The spring marathon period is several months away and therefore it's still some weeks before people start training for their races, whether they're running London, Brighton, Paris or any other event. However, as a runner of several marathons over the years myself, (and the maker of a few mistakes along the way), I know it's really useful to get some things in place before the programmed training begins. So here are my recommendations on what to do over the coming weeks.
Start with an aerobic base - The popular time to start marathon training is the first week after new year. Whilst I'd recommend beginning earlier, if this is your plan, don't kick off your programme with a fitness level of zero. 26 miles is a long way and to go from no exercise to the finish line in just a few months is placing your body under a lot of stress and pressure.
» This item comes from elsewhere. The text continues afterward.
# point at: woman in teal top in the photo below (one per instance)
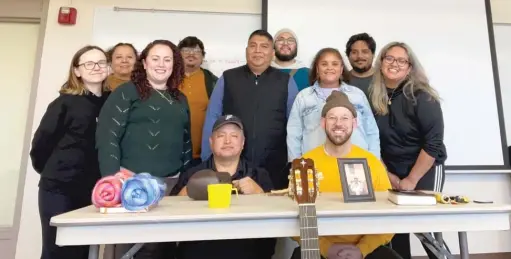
(144, 126)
So if you're currently at a low level of fitness, use the next couple of months to build a base by doing some short runs, getting on the bike or even doing a few long walks.
Avoid overcommitting to other areas - The reality is marathon training takes up a lot of time and life is already extremely busy for most people with work, family and social commitments. Therefore, during those 16-17 weeks leading up to the big day, try to keep things as simple as possible and don't plan to do anything major that's going to require lots of energy and cause unwanted stress. If you're thinking of starting that course mid-way through your programme or planning to build that extension in the new year, I'd consider whether they can be delayed as added responsibilities will almost certainly be detrimental to your training progress.
Get a programme ready - As I mentioned in this past article that looks at the essential elements of a successful training programme, it's really important to have a plan before you start training. There are many free training programmes online, so take a look around and find one that's right for you. The London marathon website offers a 17 week online training programme for varying abilities (beginner, intermediate and advanced). These can be found and downloaded here.
Book some races - It's really useful to run some scheduled events before the marathon, particularly if you're new to the sport and haven't experienced a race before. Not only will it familiarise you with race conditions, but it'll also give you a good idea of where you are with regards to your training progress. A fair suggestion would be to book a 10km race 4 or 5 weeks into your programme, then a half marathon 8 or 9 weeks in. For those based in the UK, the Runner's World events page is a handy resource and can be found here.